Fiddlers' Close According to Dr A K Chalmers, Glasgow's Medical Officer of Health, 1898-1925, during the earlier part of the 18th century the people of Glasgow generally enjoyed good health. It contrasted with the situation later in the century when overall standards of health in Glasgow took a downward turn. A major source of the problem was that housing and sanitation did not keep pace with the unprecedented growth in population. This was an outcome of the massive influx of migrants seeking employment in Glasgow's new or expanding factories.

At Home Inevitably, overcrowding and pollution in Glasgow provided a perfect breeding ground for disease. Poverty caused by cyclical unemployment created further health problems through malnutrition that lowered resistance to disease.
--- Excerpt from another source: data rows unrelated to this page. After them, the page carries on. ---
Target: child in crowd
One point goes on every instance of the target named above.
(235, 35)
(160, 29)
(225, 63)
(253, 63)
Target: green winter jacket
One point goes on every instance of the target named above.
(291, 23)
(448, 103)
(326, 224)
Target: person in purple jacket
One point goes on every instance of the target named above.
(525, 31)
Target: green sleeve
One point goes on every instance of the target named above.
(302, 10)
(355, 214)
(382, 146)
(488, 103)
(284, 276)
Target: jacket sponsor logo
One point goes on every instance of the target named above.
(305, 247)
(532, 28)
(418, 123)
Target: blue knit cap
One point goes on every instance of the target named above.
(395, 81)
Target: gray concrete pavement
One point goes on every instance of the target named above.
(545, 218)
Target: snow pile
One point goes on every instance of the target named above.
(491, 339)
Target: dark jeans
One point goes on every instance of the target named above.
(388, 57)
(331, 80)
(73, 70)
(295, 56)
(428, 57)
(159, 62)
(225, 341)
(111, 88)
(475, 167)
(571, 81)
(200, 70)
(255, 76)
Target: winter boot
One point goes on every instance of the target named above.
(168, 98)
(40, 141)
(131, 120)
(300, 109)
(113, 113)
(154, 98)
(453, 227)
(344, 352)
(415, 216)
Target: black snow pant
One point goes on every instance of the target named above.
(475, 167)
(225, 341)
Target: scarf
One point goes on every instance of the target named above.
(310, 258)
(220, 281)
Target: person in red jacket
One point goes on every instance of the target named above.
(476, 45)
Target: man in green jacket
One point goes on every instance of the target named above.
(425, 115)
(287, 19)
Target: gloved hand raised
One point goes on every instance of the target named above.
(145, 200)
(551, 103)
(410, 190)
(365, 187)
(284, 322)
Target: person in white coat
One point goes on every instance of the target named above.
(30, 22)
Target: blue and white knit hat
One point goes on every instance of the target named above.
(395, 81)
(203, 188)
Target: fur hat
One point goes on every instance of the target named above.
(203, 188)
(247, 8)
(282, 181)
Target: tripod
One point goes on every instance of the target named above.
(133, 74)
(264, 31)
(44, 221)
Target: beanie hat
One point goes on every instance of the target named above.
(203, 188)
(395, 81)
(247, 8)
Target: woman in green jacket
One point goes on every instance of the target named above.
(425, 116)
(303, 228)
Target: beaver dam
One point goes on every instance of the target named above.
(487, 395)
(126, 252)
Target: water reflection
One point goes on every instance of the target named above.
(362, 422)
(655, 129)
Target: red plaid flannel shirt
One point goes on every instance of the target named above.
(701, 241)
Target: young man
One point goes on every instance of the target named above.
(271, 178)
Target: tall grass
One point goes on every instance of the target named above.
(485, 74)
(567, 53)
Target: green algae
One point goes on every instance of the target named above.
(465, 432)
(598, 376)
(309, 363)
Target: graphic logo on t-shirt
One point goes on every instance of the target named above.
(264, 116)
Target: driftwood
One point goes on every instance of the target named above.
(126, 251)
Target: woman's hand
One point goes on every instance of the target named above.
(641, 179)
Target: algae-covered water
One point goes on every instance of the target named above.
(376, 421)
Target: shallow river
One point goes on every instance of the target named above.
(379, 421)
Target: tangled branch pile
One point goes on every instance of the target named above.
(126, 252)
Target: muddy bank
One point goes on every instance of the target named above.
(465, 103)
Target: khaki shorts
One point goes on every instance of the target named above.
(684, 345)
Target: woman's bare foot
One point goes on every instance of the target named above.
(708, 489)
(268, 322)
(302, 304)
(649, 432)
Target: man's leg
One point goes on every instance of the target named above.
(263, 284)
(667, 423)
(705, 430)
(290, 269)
It was perhaps no coincidence that the first of several major typhus epidemics in Glasgow occurred during the economic depression following the Napoleonic Wars in 1816. Affluent Glaswegians retreated westwards, but there was little opportunity of escape or of medical help for the poor.

Town's Hospital Apart from the Poorhouse Infirmary (Town's Hospital, established 1733), infirmaries and dispensaries were in short supply. A notable exception was the Glasgow Royal Infirmary, established in 1894 by voluntary contributions, for deserving but potentially curable cases. Initially, the Royal admitted just fifteen patients, but by 1816 capacity had increased to 226 beds. However, the Lock Hospital, opened in 1805 for women with venereal disease, focussed on incarceration as much as cure. Yet neither institution could prevent sickness caused by poor social conditions and impoverished Glaswegians increasingly paid for rising prosperity with deteriorating health.